El salmo continúa: “Que tu mano proteja a tu escogido”. En Jesús, Dios ha enviado a su “escogido”, al Hijo del Hombre fortalecido, quien con su poder y amor nos rescata de la división, de la soledad y del pecado. La súplica del salmista –“Ven a salvarnos”– se cumple plenamente en la llegada de Cristo, Rey de las naciones.
Este pasaje también nos interpela en nuestro día a día. ¿Cuántas veces vivimos en división interior, en conflictos con los demás, en una humanidad herida y fragmentada? Cristo viene como Rey de paz, como el Deseado que une lo disperso y reconstruye lo roto. María nos enseña que la verdadera alegría surge cuando acogemos al Rey de las naciones en nuestra vida y nos ponemos en camino hacia los demás, llevando consuelo y reconciliación.
Isabel exclama: “¡Bendita tú entre las mujeres, y bendito el fruto de tu vientre!”. Esa bendición no solo celebra la presencia de Cristo, sino la fe activa y generosa de María, que se convierte en instrumento del plan de Dios. También nosotros, en nuestras relaciones diarias, estamos llamados a ser constructores de unidad y testigos del Rey que salva.
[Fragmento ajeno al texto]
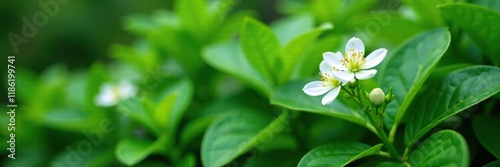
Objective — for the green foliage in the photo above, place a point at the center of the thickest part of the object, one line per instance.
(260, 46)
(485, 130)
(234, 134)
(444, 148)
(338, 154)
(303, 102)
(221, 83)
(455, 92)
(407, 68)
(480, 23)
(131, 151)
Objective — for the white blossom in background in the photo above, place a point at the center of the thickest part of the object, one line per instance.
(110, 95)
(327, 84)
(353, 64)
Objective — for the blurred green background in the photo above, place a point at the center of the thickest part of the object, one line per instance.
(80, 41)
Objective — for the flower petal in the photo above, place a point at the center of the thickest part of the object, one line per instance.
(343, 76)
(366, 74)
(105, 99)
(330, 96)
(333, 59)
(315, 88)
(375, 58)
(325, 68)
(356, 44)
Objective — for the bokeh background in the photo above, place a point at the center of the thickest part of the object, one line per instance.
(85, 36)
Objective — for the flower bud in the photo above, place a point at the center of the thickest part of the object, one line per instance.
(351, 84)
(377, 97)
(389, 97)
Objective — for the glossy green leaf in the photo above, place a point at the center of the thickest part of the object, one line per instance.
(444, 148)
(274, 158)
(480, 23)
(390, 164)
(171, 108)
(236, 133)
(188, 161)
(407, 68)
(293, 52)
(338, 154)
(260, 47)
(492, 4)
(454, 93)
(229, 58)
(291, 96)
(493, 164)
(131, 151)
(486, 130)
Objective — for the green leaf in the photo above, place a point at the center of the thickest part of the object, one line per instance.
(338, 154)
(493, 164)
(231, 25)
(188, 161)
(71, 119)
(95, 77)
(131, 151)
(407, 68)
(492, 4)
(171, 108)
(260, 46)
(426, 11)
(229, 58)
(444, 148)
(390, 164)
(140, 56)
(486, 130)
(134, 108)
(291, 96)
(288, 28)
(338, 11)
(293, 52)
(273, 158)
(235, 133)
(194, 17)
(454, 93)
(480, 23)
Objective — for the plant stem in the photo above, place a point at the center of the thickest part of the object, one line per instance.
(381, 134)
(378, 127)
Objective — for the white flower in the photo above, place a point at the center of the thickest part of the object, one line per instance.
(353, 63)
(110, 94)
(327, 84)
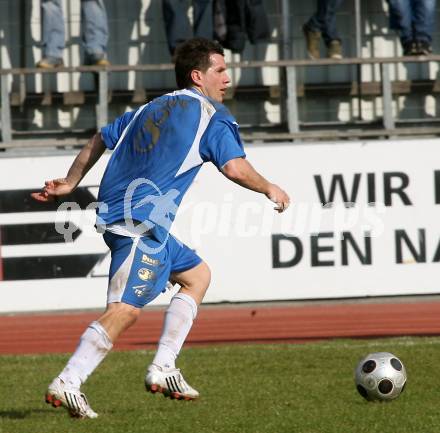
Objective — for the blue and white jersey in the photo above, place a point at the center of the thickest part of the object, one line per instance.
(158, 151)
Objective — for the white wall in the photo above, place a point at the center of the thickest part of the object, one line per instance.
(232, 228)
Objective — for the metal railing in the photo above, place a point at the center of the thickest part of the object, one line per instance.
(293, 131)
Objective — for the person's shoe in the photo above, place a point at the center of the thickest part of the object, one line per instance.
(59, 394)
(423, 48)
(334, 49)
(50, 63)
(313, 39)
(170, 382)
(410, 49)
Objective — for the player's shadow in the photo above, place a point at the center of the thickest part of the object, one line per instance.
(20, 414)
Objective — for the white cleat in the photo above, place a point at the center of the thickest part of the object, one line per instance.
(170, 382)
(59, 394)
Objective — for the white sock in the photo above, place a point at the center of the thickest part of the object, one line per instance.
(178, 320)
(93, 346)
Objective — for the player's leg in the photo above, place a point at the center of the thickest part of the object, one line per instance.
(162, 375)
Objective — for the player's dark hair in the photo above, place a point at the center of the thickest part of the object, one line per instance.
(194, 54)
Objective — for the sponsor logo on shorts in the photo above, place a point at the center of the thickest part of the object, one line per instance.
(146, 274)
(140, 290)
(149, 261)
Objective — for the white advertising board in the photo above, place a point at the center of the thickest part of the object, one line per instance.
(377, 233)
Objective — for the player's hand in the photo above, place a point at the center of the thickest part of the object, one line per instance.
(52, 190)
(278, 196)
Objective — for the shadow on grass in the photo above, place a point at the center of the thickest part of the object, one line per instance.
(20, 414)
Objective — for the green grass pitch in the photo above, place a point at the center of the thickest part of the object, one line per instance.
(305, 388)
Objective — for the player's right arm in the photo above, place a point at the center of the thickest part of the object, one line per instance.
(84, 161)
(240, 171)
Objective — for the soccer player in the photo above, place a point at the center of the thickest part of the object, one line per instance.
(157, 152)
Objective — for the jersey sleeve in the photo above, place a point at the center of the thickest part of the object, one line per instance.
(222, 143)
(112, 132)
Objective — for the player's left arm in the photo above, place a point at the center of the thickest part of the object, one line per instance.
(84, 161)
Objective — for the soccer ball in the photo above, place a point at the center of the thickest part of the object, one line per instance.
(380, 376)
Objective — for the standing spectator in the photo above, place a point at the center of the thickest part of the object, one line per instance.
(177, 25)
(414, 22)
(94, 33)
(323, 23)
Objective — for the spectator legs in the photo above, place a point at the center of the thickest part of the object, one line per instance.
(94, 29)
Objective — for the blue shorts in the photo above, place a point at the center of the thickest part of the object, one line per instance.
(140, 267)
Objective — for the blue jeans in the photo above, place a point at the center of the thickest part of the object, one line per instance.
(94, 28)
(412, 19)
(324, 20)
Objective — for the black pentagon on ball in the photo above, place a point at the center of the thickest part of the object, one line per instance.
(362, 391)
(369, 366)
(396, 364)
(385, 386)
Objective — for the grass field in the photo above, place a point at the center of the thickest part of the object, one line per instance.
(255, 388)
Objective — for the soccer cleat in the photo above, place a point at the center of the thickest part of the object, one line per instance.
(59, 394)
(169, 382)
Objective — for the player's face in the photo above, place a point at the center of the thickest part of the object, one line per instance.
(215, 80)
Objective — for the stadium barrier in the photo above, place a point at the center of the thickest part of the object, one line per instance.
(290, 93)
(363, 222)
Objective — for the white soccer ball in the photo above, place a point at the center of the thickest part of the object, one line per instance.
(380, 376)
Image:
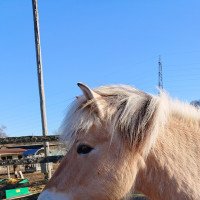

¿Dónde necesito la paz y la reconciliación de Cristo en mi vida? ¿En qué situaciones puedo ser instrumento de su amor y su unidad? Clamemos juntos con el salmista: “Pastor de Israel, despierta tu poder y ven a salvarnos”, porque Cristo, el Rey de las naciones, viene a restaurar lo que está roto, a unir lo disperso y a darnos vida nueva. Que, como María, llevemos a los demás la presencia del que es nuestra verdadera paz.